Background: A Nomogram based on pretreatment prostate specific antigen (PSA) level, tumor grade, and clinical stage has recently been developed and distributed to physicians. It was distributed to aid physicians in making treatment recommendations by predicting the probability of the final pathologic stage of clinically localized prostate carcinoma. The Nomogram was based on data for one patient population, and the validity of its application in general urologic practices had not yet been evaluated.
Methods: In the current study, the authors tested the performance of the Nomogram against data from their series of 697 men who underwent radical prostatectomy during the PSA era. Predictions made with the Nomogram were applied to the authors' data set, and the predictions were compared with actual outcomes of the authors' patients. A localized least-squares regression smoothing technique was used to determine whether the Nomogram was calibrated accurately for the authors' data and whether it discriminated across a full spectrum of patient characteristics.

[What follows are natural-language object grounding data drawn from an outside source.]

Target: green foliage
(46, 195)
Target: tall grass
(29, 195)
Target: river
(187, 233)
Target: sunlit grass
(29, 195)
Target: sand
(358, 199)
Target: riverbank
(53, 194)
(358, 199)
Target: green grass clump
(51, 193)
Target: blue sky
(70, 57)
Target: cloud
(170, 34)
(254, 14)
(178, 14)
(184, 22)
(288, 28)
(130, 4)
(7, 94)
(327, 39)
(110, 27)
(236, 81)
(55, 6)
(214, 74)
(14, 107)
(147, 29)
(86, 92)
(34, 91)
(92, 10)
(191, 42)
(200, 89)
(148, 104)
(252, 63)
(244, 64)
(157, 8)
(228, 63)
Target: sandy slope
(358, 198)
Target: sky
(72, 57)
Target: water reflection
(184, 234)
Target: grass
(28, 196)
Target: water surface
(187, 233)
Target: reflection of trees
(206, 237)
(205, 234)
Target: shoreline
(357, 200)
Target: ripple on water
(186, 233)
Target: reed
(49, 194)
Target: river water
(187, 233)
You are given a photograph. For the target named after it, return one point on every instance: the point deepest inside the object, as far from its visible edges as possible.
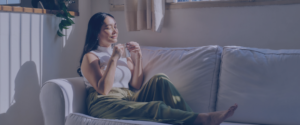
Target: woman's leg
(113, 106)
(160, 88)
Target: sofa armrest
(60, 97)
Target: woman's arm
(136, 59)
(102, 80)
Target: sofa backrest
(264, 83)
(192, 70)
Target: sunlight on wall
(4, 63)
(21, 41)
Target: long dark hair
(94, 28)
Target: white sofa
(264, 83)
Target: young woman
(110, 77)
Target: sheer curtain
(144, 14)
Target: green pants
(158, 100)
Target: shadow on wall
(26, 108)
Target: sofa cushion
(264, 83)
(192, 70)
(81, 119)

Results: Many of the predicted probabilities of the Nomogram were accurate, but some were suboptimal when applied to the authors' data set. Although the Nomogram did discriminate quite well between organ-confined and nonconfined cancer, it had difficulty predicting high probabilities of seminal vesicle invasion and lymph node metastasis, which are the pathologic features with the most profound impact on prognosis.
Conclusions: The Nomogram predicted organ-confined disease accurately. However, because not all of its predictions were completely calibrated when applied to the authors' data set, the authors conclude that the Nomogram may not be totally applicable to general urologic practice until further validation and possible modifications are performed.